In New York, Secretary of State Colin Powell said he was certain the United States will move ahead on a new Security Council resolution ensuring a tough U.N. stand against Iraq to force the country to accept weapons inspections.
The Bush administration is still working to win congressional support.
In a letter to Bush released Monday, Rep. Ike Skelton, the senior Democrat on the House Armed Services Committee, raised numerous questions about the wisdom of launching a military operation.
"The case has not yet been fully made as to what the threat is, why military force is an appropriate way of addressing the threat, and why action must occur now," Skelton wrote. While stressing that he does not oppose the military option, he urged Bush not to "take the first step without considering the last."

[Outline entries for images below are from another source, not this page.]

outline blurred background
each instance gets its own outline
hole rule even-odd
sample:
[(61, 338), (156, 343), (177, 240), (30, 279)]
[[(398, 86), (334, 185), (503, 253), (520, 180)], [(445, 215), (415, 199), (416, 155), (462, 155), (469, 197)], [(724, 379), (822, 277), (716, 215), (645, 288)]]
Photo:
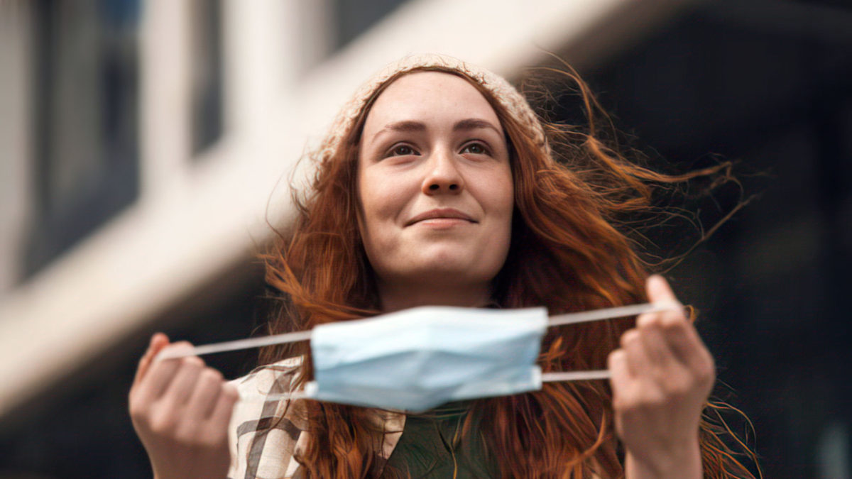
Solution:
[(0, 0), (0, 479), (150, 477), (151, 334), (262, 333), (297, 159), (423, 51), (513, 80), (556, 53), (650, 156), (739, 161), (758, 197), (670, 277), (765, 476), (850, 477), (847, 0)]

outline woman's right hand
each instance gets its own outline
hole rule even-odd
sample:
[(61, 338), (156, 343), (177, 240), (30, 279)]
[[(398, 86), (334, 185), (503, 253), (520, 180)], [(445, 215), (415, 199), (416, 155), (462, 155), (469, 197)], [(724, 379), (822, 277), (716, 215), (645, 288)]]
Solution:
[(130, 388), (130, 418), (155, 479), (224, 479), (231, 462), (227, 427), (236, 389), (197, 356), (154, 361), (163, 349), (191, 347), (154, 334)]

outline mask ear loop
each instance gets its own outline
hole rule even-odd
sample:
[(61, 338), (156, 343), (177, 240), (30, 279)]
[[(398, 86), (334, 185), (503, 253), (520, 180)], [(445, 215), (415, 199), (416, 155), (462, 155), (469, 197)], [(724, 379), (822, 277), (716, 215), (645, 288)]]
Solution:
[[(682, 308), (682, 306), (673, 302), (644, 303), (642, 304), (631, 304), (630, 306), (607, 308), (606, 309), (594, 309), (580, 313), (568, 313), (567, 315), (556, 315), (550, 316), (550, 319), (548, 319), (547, 326), (551, 327), (555, 326), (598, 321), (601, 320), (609, 320), (613, 318), (623, 318), (625, 316), (636, 316), (645, 313), (657, 313), (659, 311), (679, 309), (681, 308)], [(590, 379), (609, 379), (610, 376), (611, 374), (608, 369), (543, 372), (541, 375), (541, 382), (552, 383), (562, 381), (587, 381)]]
[[(644, 303), (642, 304), (631, 304), (630, 306), (618, 306), (615, 308), (607, 308), (604, 309), (594, 309), (591, 311), (583, 311), (580, 313), (568, 313), (565, 315), (556, 315), (548, 319), (548, 327), (563, 326), (569, 324), (584, 323), (598, 321), (613, 318), (623, 318), (625, 316), (635, 316), (644, 313), (656, 313), (659, 311), (668, 311), (682, 308), (677, 303)], [(284, 344), (286, 343), (295, 343), (296, 341), (308, 341), (311, 338), (311, 331), (297, 331), (295, 332), (285, 332), (284, 334), (274, 334), (264, 336), (263, 338), (250, 338), (247, 339), (237, 339), (235, 341), (225, 341), (223, 343), (215, 343), (195, 346), (192, 349), (181, 349), (177, 350), (165, 350), (157, 355), (154, 361), (164, 361), (168, 359), (176, 359), (185, 356), (200, 356), (212, 355), (216, 353), (224, 353), (227, 351), (238, 351), (240, 349), (249, 349), (251, 348), (261, 348), (263, 346), (273, 346), (275, 344)], [(558, 372), (544, 372), (541, 375), (543, 383), (557, 381), (586, 381), (594, 379), (608, 379), (609, 371), (607, 369), (594, 371), (567, 371)], [(310, 397), (309, 394), (298, 391), (290, 394), (269, 395), (264, 401), (278, 401), (280, 399), (301, 399)]]

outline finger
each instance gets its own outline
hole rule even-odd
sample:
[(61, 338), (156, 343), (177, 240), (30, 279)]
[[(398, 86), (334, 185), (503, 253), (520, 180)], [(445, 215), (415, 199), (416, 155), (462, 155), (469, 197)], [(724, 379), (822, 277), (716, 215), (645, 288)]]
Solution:
[(213, 408), (213, 413), (210, 416), (210, 422), (215, 424), (225, 424), (227, 427), (233, 412), (233, 405), (237, 403), (239, 399), (239, 393), (237, 392), (237, 388), (230, 383), (223, 384), (219, 398), (216, 400), (216, 407)]
[(707, 372), (713, 367), (713, 357), (695, 326), (682, 321), (665, 326), (665, 338), (675, 355), (690, 369)]
[(668, 363), (677, 361), (657, 321), (643, 322), (637, 329), (642, 349), (653, 370), (661, 372)]
[(175, 378), (180, 366), (177, 360), (152, 360), (150, 370), (140, 381), (138, 401), (147, 404), (159, 400)]
[(648, 276), (645, 281), (645, 290), (651, 303), (680, 303), (669, 286), (668, 281), (659, 274)]
[(627, 356), (627, 368), (633, 378), (648, 376), (652, 368), (651, 360), (645, 351), (639, 330), (631, 329), (621, 337), (621, 348)]
[(204, 419), (213, 413), (222, 387), (222, 373), (211, 367), (201, 371), (193, 395), (187, 403), (187, 414), (191, 418)]
[(151, 341), (148, 343), (148, 349), (142, 355), (142, 358), (139, 361), (139, 366), (136, 368), (136, 375), (133, 378), (133, 384), (138, 384), (141, 381), (142, 378), (145, 377), (145, 373), (147, 372), (148, 368), (151, 367), (151, 361), (153, 360), (154, 356), (162, 349), (169, 345), (169, 337), (162, 332), (154, 333), (151, 337)]
[(627, 353), (624, 349), (613, 351), (607, 358), (607, 366), (610, 372), (609, 385), (613, 389), (613, 407), (618, 411), (623, 409), (633, 381), (627, 367)]
[(195, 384), (201, 375), (204, 363), (198, 356), (187, 356), (177, 360), (181, 366), (160, 398), (169, 407), (182, 407), (193, 395)]

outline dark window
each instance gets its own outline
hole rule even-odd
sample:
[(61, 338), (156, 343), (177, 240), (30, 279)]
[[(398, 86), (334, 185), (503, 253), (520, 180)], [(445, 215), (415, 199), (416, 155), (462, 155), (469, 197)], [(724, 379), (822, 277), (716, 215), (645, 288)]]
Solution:
[(222, 132), (222, 1), (192, 2), (193, 154)]
[(139, 193), (140, 0), (39, 0), (34, 10), (31, 275)]
[(335, 49), (351, 42), (376, 22), (405, 3), (406, 0), (333, 0)]

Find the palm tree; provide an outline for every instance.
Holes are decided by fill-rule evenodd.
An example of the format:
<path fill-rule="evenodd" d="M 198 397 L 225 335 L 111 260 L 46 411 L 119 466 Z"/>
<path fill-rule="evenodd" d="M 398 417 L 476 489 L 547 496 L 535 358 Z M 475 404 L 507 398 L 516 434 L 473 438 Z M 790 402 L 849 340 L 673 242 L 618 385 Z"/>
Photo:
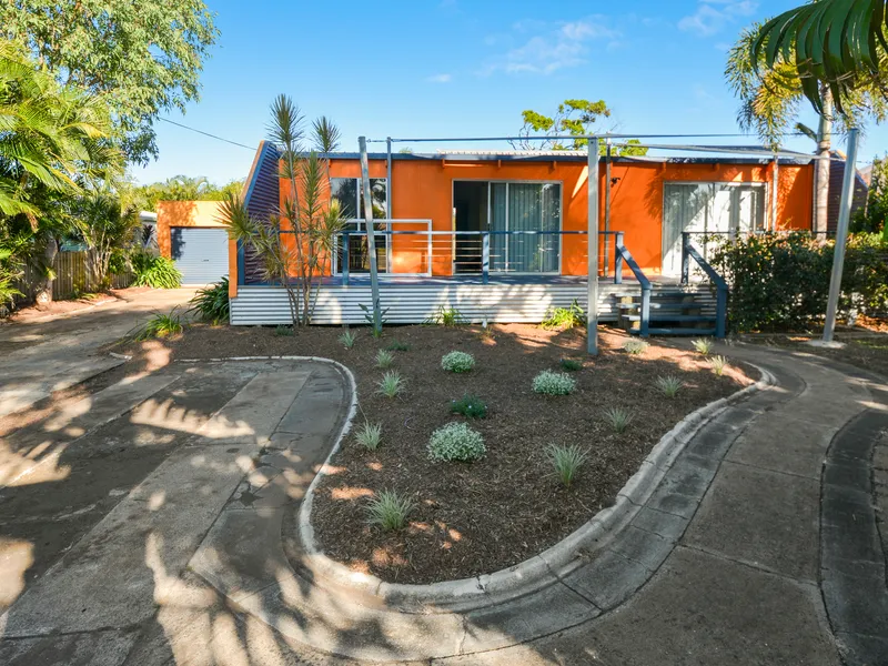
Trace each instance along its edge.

This week, Rumsfeld is scheduled to testify in the Senate on the Iraqi threat. Next week he will travel to Europe for a NATO meeting at which the allies are to receive an intelligence briefing on Iraq.
In his remarks at the Pentagon on Monday, Rumsfeld said that late last year it was decided that U.S. and British pilots who fly almost daily over Iraq should change their flight patterns to avoid certain areas, Rumsfeld said.
Although U.S. and British pilots do not always fire back when Iraq fires surface-to-air missiles or anti-aircraft artillery at them, the approach in years past was to respond by dropping bombs on the Iraqi missile launchers, anti-aircraft artillery emplacements or the radars used to cue them. Rumsfeld said that after he took office in 2001 he saw growing dangers and diminishing gains.
"It really did not make an awful lot of sense to be flying patterns that we were getting shot at if, in response, we were not doing any real damage that would make it worth putting pilots at risk," he said. The U.S. and British retaliatory strikes were "only marginally effective," he added.
Some months later Rumsfeld ordered that pilots switch their target priorities.
"Instead of going at the specific radar that was involved, which can easily be moved between the time a missile is fired and the time we're able to counterstrike, they're picking on targets that are still part of that continuum of air defense but that are not conveniently moved and can be struck readily," Marine Corps Gen. Peter Pace said in a joint appearance with Rumsfeld at the Pentagon.
This includes such things as communications sites, command centers and fiber-optic links.
Pace said recent strikes have "degraded the air defense capabilities" of Iraq, but Rumsfeld was less sanguine. Rumsfeld said the strikes have damaged Iraq's air defenses but it is not possible to say for sure whether they are being weakened faster than Iraq can rebuild and improve them.